# Sebastian Inlet BuckTail Jig Dealers



## ccc6588 (Jun 20, 2003)

Hi. I'm heading down to SI after Thanksgiving. Does anyone know the address or phone number of locals that sell bucktail jigs for 10$ a dozen.

I need specifics (address or phone #) and don't want any baitstore jigs (******'s, Long Point, etc.). The locals there buy a dozen for 10$ from people who sell legally.

Thanks.


----------



## VICIII (Apr 8, 2005)

Have not heard of this.. 
Local have the jigs homemade??
The most popular jigs are the 1 1/2 oz with plastic or buck tail bouncing off the rocks in the inlet. They ar about $1.50 at wabasso bait and tackle. You can use 2 to 3oz at the end of the pier because the rocks and old pileings stop just before the end of the pier.
What are you asking about??? Local homemade?


----------



## frank2660 (Jun 25, 2006)

Hey vic going fri left you a message


----------



## ccc6588 (Jun 20, 2003)

VICIII said:


> Have not heard of this..
> Local have the jigs homemade??
> The most popular jigs are the 1 1/2 oz with plastic or buck tail bouncing off the rocks in the inlet. They ar about $1.50 at wabasso bait and tackle. You can use 2 to 3oz at the end of the pier because the rocks and old pileings stop just before the end of the pier.
> What are you asking about??? Local homemade?


Yes. I learned that 1.5 oz is the local favorite for inside the inlet (N. or S. catwalk) and along the inlet. As matter of fact, your picture about the tarpon shows one of the most popular colors and the type of bucktail jigs I'm talking about. Chartreuse is another favorite.

The ones in the stores are quite expensive and also come with a plastic hook protector.
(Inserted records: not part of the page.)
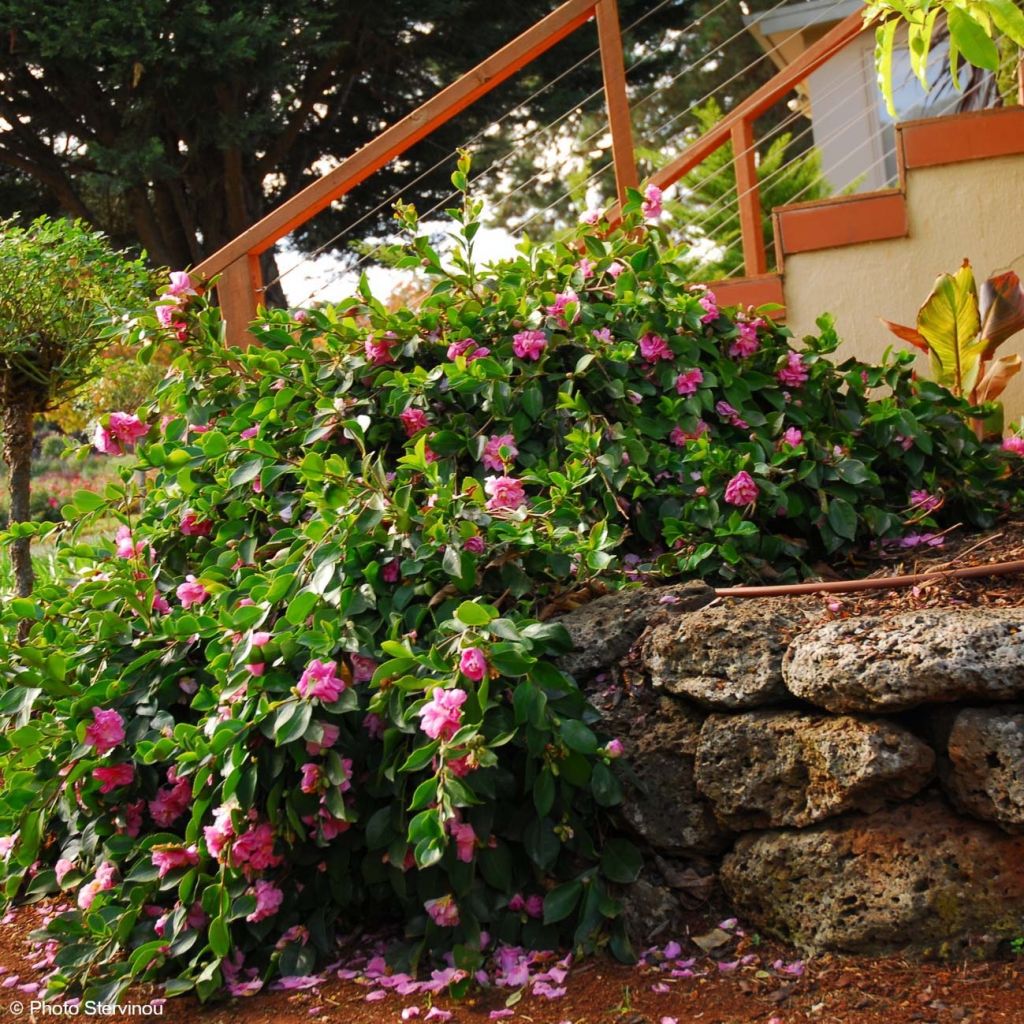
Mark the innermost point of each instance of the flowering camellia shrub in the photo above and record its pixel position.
(311, 680)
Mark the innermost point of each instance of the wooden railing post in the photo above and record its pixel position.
(752, 230)
(615, 99)
(239, 291)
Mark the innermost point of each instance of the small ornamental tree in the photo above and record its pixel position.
(312, 682)
(59, 285)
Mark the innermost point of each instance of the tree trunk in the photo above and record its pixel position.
(17, 422)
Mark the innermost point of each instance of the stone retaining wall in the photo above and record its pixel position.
(853, 784)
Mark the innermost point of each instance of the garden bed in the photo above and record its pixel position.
(834, 989)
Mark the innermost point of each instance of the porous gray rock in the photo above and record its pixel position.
(650, 911)
(891, 664)
(918, 879)
(605, 629)
(660, 801)
(726, 656)
(767, 769)
(985, 775)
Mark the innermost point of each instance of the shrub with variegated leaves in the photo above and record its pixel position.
(311, 681)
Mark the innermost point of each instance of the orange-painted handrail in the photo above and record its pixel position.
(237, 264)
(737, 127)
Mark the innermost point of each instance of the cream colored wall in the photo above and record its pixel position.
(973, 210)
I know because I fished with one on and didn't know why I was getting taps, but not hooking until I realized that the protector was still on the hook. 

The guys I was fishing with last year said that they buy them from someone in town (not a store) and get them for 10$ a dozen. The only negative about these are that the eyes are painted over and you have to use a hook or something to be able to get your line through.

I didn't know that part of the game for jigging was that you will lose a few or 10 a night if fishing the bottom where the fish are. I would rather lose 12 at 10$ a dozen than 10 at 4$ a piece.

I didn't know Wabasso had them for $1.50. But, I swear at least several people told me they get them from someone in town who sells for 10$ a dozen.

I also noticed that a lot of people use the Rapala knot for the jig.

All I know is I'm addicted to Snook fishing and can't wait to fish for them again, but if you know who sells for low price, I would love the information.


----------



## VICIII (Apr 8, 2005)

try wabasso before you go if no one shows up with info..
Long Point is OK but whites is the the deal.
Long point seems more in turons than fisherman.
I got a lesson on 1.5oz last time I was there and will try it soon. post if it works...
GET IN TO SI FOR THE BEST FISHING OF THE YEAR THERE FOR BIG REDS...


----------